Lilia Moritz Schwarcz, no Nexo:

Em 2009, o Brasil registrou mais de 191 milhões de habitantes, um aumento de 26% se comparado à população em 1995. Dentre as novidades do censo, uma delas chamava particular atenção: o aumento proporcional da população negra (preta e parda) no país. Em 1995, 44,9% dos brasileiros declaravam-se negros; em 2009 este percentual subiu para 51,1%, enquanto a população de brancos caiu de 54,5% para 48,2%.

Esta elevação não decorre, porém, do aumento da taxa de fecundidade da população negra, mas antes de mudanças comportamentais e na forma como essas pessoas têm se autodeclarado. Ou seja, desde que no final dos anos 1970 assistimos à emergência de uma agenda de direitos civis – pautada no direito à diferença na igualdade – brasileiros têm mudado seus critérios de autodefinição.

Se tal fato permite prever uma maior flexibilidade nos padrões de classificação, já outros resultados sinalizam para uma persistente e incômoda exclusão racial.

Os fantasmas:

De um lado, essa mescla gerou uma sociedade definida por uniões, ritmos, artes, esportes, aromas, culinárias e literaturas realmente misturados. De outro, produziu um país que delega para a polícia o papel de performar a discriminação, como nos atos de intimidação – as famosas batidas policiais –, os quais selecionam sempre mais negros do que brancos.

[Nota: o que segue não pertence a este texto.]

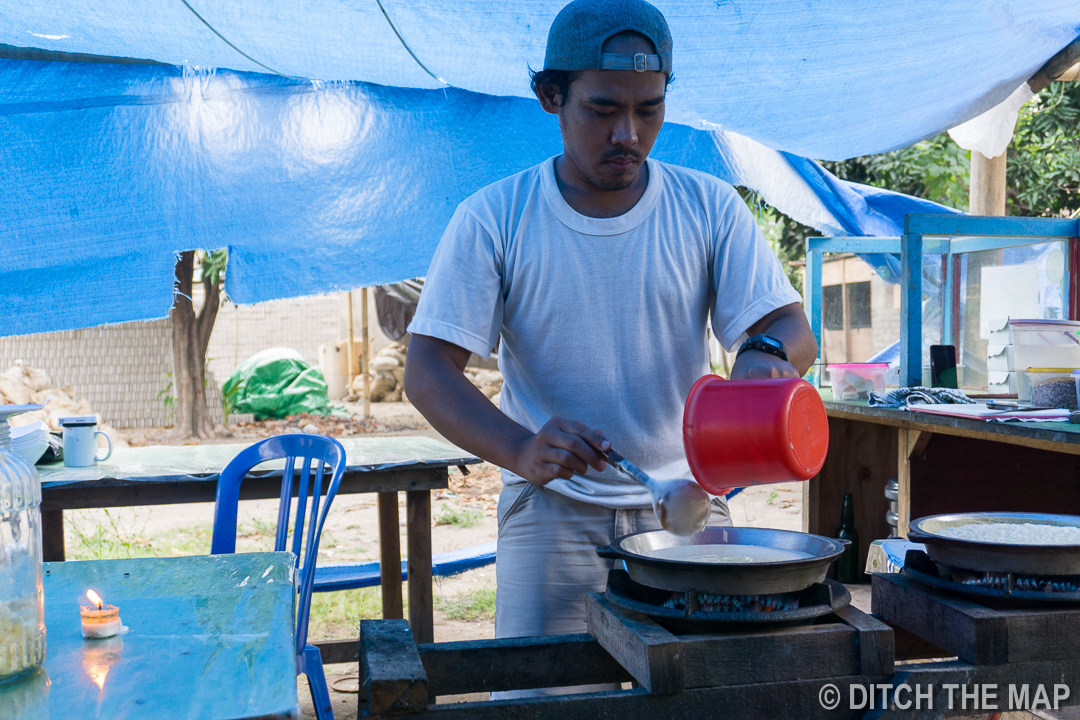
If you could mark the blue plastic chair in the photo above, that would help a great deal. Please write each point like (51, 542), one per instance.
(323, 451)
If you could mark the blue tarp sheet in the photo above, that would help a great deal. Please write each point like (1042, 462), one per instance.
(331, 184)
(820, 78)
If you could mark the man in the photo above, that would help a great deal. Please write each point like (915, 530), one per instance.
(599, 270)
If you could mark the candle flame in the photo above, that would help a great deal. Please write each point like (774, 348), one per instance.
(95, 598)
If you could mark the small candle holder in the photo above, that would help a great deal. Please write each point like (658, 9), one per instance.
(100, 620)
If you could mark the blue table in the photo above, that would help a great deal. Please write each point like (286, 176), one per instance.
(211, 637)
(188, 473)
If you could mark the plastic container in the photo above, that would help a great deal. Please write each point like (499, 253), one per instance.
(1052, 386)
(1042, 343)
(855, 381)
(22, 597)
(739, 433)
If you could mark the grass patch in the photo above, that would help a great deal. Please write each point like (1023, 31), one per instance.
(477, 605)
(338, 614)
(459, 517)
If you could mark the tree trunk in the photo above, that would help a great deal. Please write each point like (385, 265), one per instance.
(190, 338)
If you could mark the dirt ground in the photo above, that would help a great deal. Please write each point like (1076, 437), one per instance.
(463, 516)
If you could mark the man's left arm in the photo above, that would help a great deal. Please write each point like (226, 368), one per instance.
(787, 324)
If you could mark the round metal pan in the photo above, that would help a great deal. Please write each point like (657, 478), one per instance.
(997, 557)
(726, 579)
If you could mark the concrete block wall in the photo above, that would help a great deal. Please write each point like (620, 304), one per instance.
(122, 368)
(118, 368)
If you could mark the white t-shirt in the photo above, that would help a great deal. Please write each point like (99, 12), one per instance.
(603, 320)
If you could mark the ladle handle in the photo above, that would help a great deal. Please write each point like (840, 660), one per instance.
(607, 553)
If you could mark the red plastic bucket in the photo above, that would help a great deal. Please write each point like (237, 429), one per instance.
(751, 432)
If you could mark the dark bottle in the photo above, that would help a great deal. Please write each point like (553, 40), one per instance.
(847, 565)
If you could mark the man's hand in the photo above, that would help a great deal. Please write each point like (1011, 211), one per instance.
(562, 448)
(754, 365)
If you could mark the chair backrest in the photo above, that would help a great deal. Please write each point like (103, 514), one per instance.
(318, 450)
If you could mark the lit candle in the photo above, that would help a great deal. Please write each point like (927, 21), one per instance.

Continuamos combinando inclusão cultural com exclusão social – mistura com separação – e carregando grandes doses de silêncios e não ditos. Por isso mesmo, não basta culpar o passado e fazer as pazes com o presente; o qual, aliás, anda repleto de passado. Toni Morrison, no romance Amada, conta a história da Casa 124 que era habitada por duas mulheres e seus fantasmas vindos do passado: violências, estupros e mortes dos dias de escravidão.

Paradoxalmente, os fantasmas, que insistiam em retornar, eram o que mais se pareciam com a danada da realidade. Nós brasileiros andamos mesmo perseguidos pelo nosso passado, e nos dedicando, ainda, à tarefa de expulsar fantasmas que, teimosos, continuam a assombrar.